Trade surplus up 32% to €4.3bn
November’s surplus grew by more than €1bn to just over €4.28bn, on the back of a 7%, or €552m, rise in export value, coupled with an 11% drop in imports. The figures were outlined yesterday in new preliminary CSO data.
The latest surplus figure is the highest since August’s €4.88bn tally, which came on the back of a record monthly export performance, but also preceded a €2bn drop in surplus in September. However, the figure has been on the rise in each of the months since then.
Despite the November external trade data being stronger than expected, Ireland’s full-year trade surplus for 2012 is still likely to amount to around €43bn, largely unchanged on the previous year’s total.
“Irish export growth in 2012 looks set to be weaker than in 2011. We’re now forecasting a volume rise of 2.9% in goods and services, though pushing back up again to 4% in 2013 and 5.5% in 2014, all things being equal. However, overall growth may well be weaker than this if the patents issue drags on,” said Merrion Capital economist Alan McQuaid.
Philip O’Sullivan, chief economist with NCB Stockbrokers, suggested a 1.1% year-on-year export increase for the first 11 months of 2012, coupled with a 1.5% rise in imports, should produce a €40bn annual surplus, which he called “an impressive outturn” given current trading pressures.
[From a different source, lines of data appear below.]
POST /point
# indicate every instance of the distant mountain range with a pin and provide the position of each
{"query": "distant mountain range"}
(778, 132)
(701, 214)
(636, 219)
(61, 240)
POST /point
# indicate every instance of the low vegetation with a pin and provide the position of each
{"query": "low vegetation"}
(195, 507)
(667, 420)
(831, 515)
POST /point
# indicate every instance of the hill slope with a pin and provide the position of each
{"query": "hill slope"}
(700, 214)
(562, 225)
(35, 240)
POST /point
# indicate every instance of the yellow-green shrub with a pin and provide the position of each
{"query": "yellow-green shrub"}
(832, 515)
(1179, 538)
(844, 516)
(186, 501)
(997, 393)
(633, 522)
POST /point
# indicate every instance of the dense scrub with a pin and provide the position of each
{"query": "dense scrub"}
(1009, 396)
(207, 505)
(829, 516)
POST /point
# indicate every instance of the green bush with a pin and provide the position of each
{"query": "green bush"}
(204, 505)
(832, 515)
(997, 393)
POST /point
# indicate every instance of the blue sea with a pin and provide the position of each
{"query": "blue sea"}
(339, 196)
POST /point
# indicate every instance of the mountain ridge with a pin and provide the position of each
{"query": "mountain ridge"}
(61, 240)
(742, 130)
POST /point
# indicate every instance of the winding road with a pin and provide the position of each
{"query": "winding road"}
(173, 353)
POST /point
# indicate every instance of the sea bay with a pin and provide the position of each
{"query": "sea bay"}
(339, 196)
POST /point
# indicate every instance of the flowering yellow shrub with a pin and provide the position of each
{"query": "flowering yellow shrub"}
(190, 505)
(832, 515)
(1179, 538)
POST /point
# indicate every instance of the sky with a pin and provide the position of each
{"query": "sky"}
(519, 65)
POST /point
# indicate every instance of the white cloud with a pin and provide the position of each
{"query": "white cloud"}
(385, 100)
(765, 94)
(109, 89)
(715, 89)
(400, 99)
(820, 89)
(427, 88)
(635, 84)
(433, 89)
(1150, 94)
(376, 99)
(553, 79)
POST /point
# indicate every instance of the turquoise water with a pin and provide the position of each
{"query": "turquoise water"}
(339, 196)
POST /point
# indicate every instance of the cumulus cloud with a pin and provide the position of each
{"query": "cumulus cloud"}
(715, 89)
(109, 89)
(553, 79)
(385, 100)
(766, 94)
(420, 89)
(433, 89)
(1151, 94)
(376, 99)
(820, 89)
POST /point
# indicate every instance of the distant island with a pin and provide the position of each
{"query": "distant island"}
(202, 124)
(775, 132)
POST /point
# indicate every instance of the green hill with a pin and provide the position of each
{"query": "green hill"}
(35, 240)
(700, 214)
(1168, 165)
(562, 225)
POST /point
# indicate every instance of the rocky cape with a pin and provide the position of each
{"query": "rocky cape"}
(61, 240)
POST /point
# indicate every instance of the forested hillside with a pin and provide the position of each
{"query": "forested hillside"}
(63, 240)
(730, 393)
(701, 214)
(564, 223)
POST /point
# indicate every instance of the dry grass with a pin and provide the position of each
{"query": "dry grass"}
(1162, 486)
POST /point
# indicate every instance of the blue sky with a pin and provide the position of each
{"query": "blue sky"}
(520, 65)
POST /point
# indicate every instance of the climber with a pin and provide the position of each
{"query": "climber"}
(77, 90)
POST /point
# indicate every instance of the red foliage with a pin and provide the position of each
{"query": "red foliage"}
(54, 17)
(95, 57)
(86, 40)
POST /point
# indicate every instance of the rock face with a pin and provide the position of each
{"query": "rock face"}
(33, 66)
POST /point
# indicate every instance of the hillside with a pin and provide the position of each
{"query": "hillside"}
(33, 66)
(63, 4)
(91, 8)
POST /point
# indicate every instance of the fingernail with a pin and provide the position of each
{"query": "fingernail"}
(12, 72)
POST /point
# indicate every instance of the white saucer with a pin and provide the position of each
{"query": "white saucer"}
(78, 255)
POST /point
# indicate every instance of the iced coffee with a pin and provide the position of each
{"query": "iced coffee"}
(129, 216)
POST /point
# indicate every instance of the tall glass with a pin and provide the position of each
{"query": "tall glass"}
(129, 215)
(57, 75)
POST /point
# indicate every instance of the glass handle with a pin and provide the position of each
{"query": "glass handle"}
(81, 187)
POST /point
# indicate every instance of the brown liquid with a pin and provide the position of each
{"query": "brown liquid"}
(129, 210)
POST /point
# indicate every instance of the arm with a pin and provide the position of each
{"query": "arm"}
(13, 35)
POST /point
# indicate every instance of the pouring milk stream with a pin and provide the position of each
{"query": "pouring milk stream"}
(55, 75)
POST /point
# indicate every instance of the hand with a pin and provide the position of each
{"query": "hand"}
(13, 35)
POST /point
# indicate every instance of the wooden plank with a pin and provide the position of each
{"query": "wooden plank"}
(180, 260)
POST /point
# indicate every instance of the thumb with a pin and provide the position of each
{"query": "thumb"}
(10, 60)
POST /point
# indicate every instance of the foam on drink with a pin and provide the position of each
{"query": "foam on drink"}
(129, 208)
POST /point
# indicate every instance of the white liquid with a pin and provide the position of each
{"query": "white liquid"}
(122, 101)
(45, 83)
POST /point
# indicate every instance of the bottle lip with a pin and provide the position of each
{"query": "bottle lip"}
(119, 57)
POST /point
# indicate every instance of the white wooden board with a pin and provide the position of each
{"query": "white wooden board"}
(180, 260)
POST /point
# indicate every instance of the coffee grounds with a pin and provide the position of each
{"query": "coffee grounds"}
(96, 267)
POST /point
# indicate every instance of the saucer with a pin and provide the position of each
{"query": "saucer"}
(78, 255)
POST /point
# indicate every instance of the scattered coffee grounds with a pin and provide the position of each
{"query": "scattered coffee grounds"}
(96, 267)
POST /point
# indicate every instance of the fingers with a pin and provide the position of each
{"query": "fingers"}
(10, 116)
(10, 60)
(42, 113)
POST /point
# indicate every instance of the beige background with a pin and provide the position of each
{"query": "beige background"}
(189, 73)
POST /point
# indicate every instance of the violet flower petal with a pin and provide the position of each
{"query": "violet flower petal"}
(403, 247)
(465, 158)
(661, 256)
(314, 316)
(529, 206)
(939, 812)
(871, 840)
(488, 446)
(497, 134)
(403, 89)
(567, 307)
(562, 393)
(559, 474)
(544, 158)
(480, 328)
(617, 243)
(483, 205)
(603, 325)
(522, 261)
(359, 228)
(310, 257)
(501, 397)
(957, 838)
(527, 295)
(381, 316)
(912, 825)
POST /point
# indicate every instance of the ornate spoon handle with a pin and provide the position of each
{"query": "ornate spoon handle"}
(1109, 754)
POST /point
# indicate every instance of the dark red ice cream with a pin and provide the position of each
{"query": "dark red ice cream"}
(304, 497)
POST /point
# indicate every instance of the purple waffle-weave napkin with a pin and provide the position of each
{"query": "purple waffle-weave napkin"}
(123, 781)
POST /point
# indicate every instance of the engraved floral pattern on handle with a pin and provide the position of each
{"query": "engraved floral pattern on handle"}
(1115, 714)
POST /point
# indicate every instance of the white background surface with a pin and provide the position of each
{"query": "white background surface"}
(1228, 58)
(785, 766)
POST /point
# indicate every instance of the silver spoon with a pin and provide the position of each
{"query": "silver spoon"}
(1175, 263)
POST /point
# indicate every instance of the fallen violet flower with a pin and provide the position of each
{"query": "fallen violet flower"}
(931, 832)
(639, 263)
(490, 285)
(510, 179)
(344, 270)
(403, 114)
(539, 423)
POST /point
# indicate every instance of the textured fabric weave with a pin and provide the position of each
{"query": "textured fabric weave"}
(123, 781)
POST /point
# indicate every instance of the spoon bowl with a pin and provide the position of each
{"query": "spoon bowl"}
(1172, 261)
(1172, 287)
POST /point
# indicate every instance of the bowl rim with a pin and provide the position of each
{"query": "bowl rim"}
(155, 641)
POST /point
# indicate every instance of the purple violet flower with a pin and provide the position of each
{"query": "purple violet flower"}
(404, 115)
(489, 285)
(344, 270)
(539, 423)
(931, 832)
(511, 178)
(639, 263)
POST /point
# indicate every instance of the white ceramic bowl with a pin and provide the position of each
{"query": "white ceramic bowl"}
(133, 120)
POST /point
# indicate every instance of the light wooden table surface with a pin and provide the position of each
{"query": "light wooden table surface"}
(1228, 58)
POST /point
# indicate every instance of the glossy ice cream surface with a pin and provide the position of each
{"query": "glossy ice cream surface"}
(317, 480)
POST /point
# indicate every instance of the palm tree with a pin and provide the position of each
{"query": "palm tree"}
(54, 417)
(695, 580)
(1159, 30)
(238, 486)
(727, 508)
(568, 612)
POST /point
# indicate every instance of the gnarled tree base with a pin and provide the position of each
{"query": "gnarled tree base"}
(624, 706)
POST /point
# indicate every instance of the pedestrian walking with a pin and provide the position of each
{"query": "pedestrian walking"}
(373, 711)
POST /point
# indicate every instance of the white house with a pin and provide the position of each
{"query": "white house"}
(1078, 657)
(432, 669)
On a year-on-year basis, November saw a 4% decline in the value of Irish exports to just under €8.3bn; with chemicals exports down €177m and medical/pharma products dropping by €774m (partially offset by an increase in the value of organic chemical exports of €427m).
In terms of locations, 56% of Irish exports went to the EU during the month, with the US the main non-EU destination, with an 18% share. Two-thirds of all imports came from the EU, with 35% from Britain.
Eurozone-bound exports from Ireland were up 2.5% in the 11 months, but there was a 16.5% fall in the level of Irish exports to the US and a 0.7% year-on-year fall in Irish goods going to the developing Bric nations.